Posted at 6:33 PM, Sep 09, 2021
and last updated 2021-09-09 18:33:57-04

DETROIT (WXYZ) — It’s a historic and cultural landmark but the Vanity Ballroom also stands as a symbol of the demise of the Jefferson Chalmers neighborhood, located on the city’s lower east side.

Renovating the ballroom is a key part of the redevelopment plan for the Jefferson Chalmers Business District. More on that later. First -- meet Derric Scott.

“We’re excited, the community’s excited,” he says.

Scott is CEO of the East Jefferson Development Corporation, an independent subsidiary of the non-profit Jefferson East, Inc.

A new restaurant is coming to the neighborhood. Detroit Soul will occupy what was once the S.S. Kresge Company five and dime department store.

“They’re doing their design work and then in the next three months, their build should start and finish, and hopefully by Thanksgiving folks are having a good meal in there,” he says.

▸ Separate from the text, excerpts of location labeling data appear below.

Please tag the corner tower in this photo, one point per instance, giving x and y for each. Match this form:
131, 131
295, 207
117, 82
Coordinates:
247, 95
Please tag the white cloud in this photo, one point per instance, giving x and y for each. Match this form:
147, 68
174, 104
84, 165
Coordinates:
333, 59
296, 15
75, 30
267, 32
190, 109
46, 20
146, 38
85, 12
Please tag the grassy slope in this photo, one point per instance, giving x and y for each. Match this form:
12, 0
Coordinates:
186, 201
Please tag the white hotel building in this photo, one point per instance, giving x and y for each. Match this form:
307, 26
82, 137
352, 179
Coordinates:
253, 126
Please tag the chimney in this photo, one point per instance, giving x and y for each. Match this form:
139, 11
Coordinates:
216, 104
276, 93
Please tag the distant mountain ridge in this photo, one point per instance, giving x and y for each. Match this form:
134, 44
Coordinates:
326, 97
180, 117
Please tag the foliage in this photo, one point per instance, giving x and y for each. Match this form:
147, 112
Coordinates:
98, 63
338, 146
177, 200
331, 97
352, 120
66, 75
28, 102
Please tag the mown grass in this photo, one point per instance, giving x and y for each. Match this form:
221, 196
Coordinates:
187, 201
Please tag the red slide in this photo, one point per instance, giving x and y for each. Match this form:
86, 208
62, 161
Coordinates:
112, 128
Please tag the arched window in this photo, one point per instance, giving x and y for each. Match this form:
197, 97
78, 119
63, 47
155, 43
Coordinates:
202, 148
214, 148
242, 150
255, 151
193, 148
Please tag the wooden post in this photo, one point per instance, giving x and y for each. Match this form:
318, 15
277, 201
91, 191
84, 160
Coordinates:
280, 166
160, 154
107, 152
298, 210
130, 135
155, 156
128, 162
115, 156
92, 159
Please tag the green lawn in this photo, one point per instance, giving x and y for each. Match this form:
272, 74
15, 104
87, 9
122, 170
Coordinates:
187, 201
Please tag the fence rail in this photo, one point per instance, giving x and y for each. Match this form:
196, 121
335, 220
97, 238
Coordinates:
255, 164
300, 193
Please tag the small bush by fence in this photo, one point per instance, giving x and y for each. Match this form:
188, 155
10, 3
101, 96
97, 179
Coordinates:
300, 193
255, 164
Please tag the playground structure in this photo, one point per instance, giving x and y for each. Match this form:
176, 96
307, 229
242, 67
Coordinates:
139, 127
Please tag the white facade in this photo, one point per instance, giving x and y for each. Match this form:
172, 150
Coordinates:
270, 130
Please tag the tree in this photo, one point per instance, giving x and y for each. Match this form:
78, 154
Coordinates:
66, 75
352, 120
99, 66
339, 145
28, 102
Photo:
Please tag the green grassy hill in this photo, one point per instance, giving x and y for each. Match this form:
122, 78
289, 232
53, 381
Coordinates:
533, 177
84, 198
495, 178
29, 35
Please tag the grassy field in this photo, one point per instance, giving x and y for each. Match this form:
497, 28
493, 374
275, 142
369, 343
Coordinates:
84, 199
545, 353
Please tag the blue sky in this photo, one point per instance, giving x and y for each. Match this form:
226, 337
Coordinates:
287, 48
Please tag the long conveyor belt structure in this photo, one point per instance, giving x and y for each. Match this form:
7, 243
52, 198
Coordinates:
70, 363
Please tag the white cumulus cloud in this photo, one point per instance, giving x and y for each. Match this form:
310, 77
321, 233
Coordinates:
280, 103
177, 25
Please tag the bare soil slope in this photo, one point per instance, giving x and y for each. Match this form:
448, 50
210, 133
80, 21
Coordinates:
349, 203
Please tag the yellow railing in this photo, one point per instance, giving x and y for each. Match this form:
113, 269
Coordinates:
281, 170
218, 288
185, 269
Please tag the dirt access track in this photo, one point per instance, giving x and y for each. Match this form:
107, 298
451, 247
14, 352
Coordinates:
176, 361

As we walked along East Jefferson, Scott says dealing with environmental contamination in these buildings adds about 25 percent to the redevelopment costs. That makes it more difficult to obtain needed financing and adds to the timeline for completing projects.

One long-standing business is Riverfront Building Supply and Hardware. The owner is Al Barrow—the great-nephew of heavyweight boxing champ Joe Louis.

“When I opened up, you know, Detroit had hit rock bottom. People said, why you want to open up now, I said, because it’s my community,” Barrow says.

And his business remains essential to the neighborhood to this day.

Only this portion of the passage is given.